‘Selfies’ are the current trend and no matter our gender and age group we belong to, we all love to take selfies. So far, selfies mean the 2D pictures. Taking this concept of selfies to the next level, 3D selfies have now become a fad. But it is not common that 3D scanning and 3D printing are used to make one of the world’s famous and influential political leaders, Mr. Barack Obama, the President of the United States. Obama is one amongst the powerful and forward thinking leaders of the world today and he is widely recognized person. 3D tech was used to create an emblematic 3D printed bust of Obama for the first time ever. The portraits are on display in the commons gallery of Smithsonian Castle Museum till this month end.
Two years ago, Adam Metallo and Vincent Rossi from Smithsonian Institution had a vision named ‘Next Generation 3D Portraiture: A Digital Life Mask of President Obama’. Later, OSPT (The White House Office of Science and Technology Policy) heard about the concept and had invited the team to produce a bust in actual likeness of the President. With the help of University of Southern California (USC) Institute for Creative Technologies, who used their Mobile Light Stage, the Smithsonian team spent quite some time taking pictures of the President.
Primarily, the USC assembled the Mobile Light stage that includes about fifty light sources, eight high quality digital single lens reflective cameras with an augmentation of additional sources to the system of a top-down panoramic view. The scanning system captured about eighty pictures in a second.
The whole process, from the start to the finish, took about seven minutes of the President’s time. A vast amount was read and converted into a deep resolution digital model and this was done with the Mobile Light Stage and hand-held three dimensional scanners. The bust is indeed the highest resolution digital model produced with about 15,000,000 triangles.
The team form Smithsonian said that as their stated goal was to produce a full bust of President Obama they augmented the light stage technology with an additional process to capture a part of the torso, the top and the back of the head. For the second stage of the portrait, they asked Obama to sit still while Vince and Adam circled him with hand-held scanners. These scanners captured a video of light pattern which deforms when it was projected on a subject. Based on the deformation, the algorithms reconstructed this data into color 3D geometry. They added that as the Adam and Vince proceeded with the scan, those who were in the room saw the image emerging on the laptop screens that were connected to the scanners. A hand-held photography ensured that the detail that was difficult to resolve was not lost.
Selective Laser Sintered 3D print was used to print the final digital render of Obama. After the scans and photographs taken by the team, they analyzed and reconciled the data. The team checked through each of the many detailed images individually for optimal rendering and missing data area and this was a whole night process.
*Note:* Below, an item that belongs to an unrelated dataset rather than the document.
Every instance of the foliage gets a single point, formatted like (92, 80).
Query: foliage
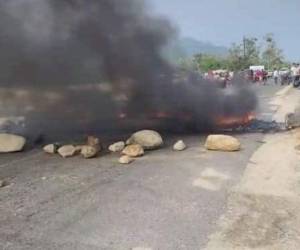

The next day, the team transferred this data to 3D software company Autodesk and they put together a 3D model by normalizing the unified color information and registering various data source geometrics into single space. The last stage included the addition of the output models plinth base to create the bust profile. After two days, the 1:1 scale final bust was transferred to 3D systems which used nylon powder based SLS (Selective Laser Sintering) to 3D print the bust that is nineteen inches tall. The printing took forty-two hours and the result is pretty amazing.
Mr Barack Obama was very impressed with the final bust and it was first displayed at the White House MakerFaire. Currently it is in Smithsonian Museum and is on display from 2nd to 31st December.